Fab : Oui carrément !
Tony : Pareil !
Fab : Moi j’étais fan et je le suis toujours. C’était trop bon de rencontrer Romain… Que de rêves qui se sont réalisés !
RBT : Il a du matos spécial dans son studio pour enregistrer à l’ancienne ?
Tony : Oui, nous on a voulu se rapprocher d’un son à lampe, d’un son à bandes pour l’album. Et Romain nous a bien boostés, c’est un chouette musicien, généreux…
Fab : Ouais belle rencontre…
RBT : C’est quoi un son à lampe ?
Fab : Un son à lampe c’est un son qui passe dans des machines préamp qui marchent avec des lampes. Ça donne une couleur…
Tony : Oui il est équipé de vieux amplificateurs équipés de lampes, le son est plus chaux que le numérique, vraiment plus chaud…
Fab : Et les couleurs chaudes en fait, ce sont les saturations…

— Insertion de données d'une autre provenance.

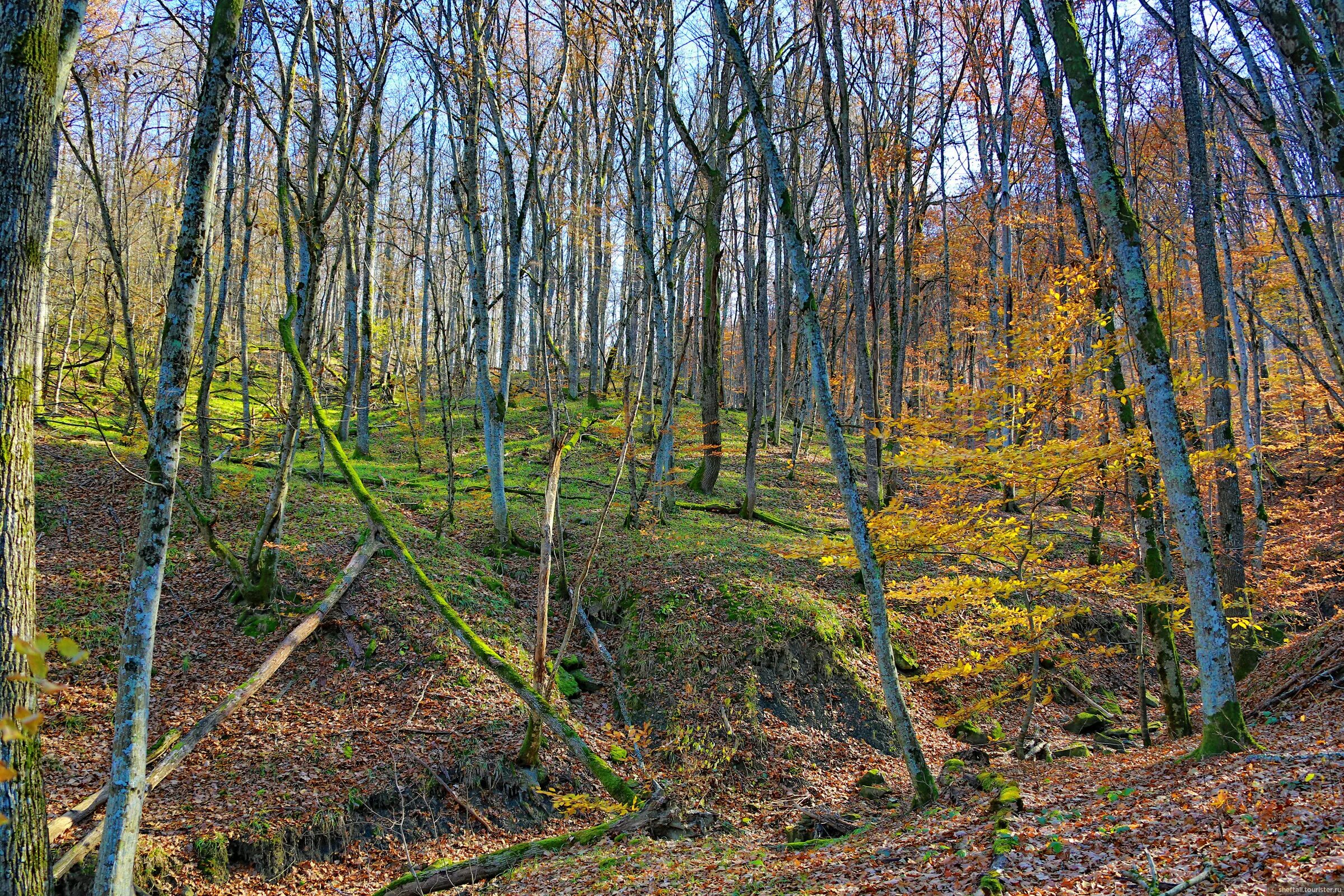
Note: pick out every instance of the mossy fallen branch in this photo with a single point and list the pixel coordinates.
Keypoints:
(482, 868)
(484, 654)
(760, 516)
(89, 805)
(820, 843)
(236, 698)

RBT : C’est avec ce type de matériel qu’il enregistre aussi pour Jim Murple Memorial ?
Tony : Exactement… Et c’est super important ces petites bandes d’époque…

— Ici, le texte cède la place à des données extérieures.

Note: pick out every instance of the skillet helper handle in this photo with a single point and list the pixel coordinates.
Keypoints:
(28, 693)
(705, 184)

Fab : C’est un support physique qui vit lorsqu’il enregistre, d’où les saturations qui magnifient le son et lui donnent ce caractère singulier.
RBT : Du coup j’imagine que si vous aimez Jim Murple, vous avez dû apprécier le disque de Mampy…
Tony : C’est du reggae? Ça me dit quelque chose…
Fab : J’ai vu que tu en avais parlé dans l’article du 1er février… J’ai été écouté, c’est bien sympa en effet, mais j’ai pas écouté assez attentivement pour t’en dire plus.
Tony : Ah oui, c’est entre Ernest Ranglin et les Skatalites…
RBT : Yes, un bon mélange jazz, ska et reggae, largement inspiré par Monty Alexander et Ernest Ranglin ouais…
Tony : Et ça swingue bien !
RBT : A mort ! Le guitariste a monté Uncle Joe en parallèle. Vous connaissez ?
Fab : Ouais ! J’ai été voir ce que c’était et ça envoie bien en duo comme ça…
RBT : Et les Mento Men ?
Fab : Oui je vois ce que c’est, mais comme groupe de calypso qui déchire, y a Soul Parasol, ils sont de Caen.
RBT : Ah ouais, je connais pas…
Fab : Y a un des sax qui joue sur notre album. Ça groove, ils sont excellents !
RBT : Ils ont sorti quelque chose ?
Fab : En fait, une partie de ce groupe avait monté les Bakelite All Stars… Sur leur MySpace ils ont des super morceaux…
Tony : C’est vrai qu’ils sont biens ces mecs-là, sympas et en plus ils jouent bien…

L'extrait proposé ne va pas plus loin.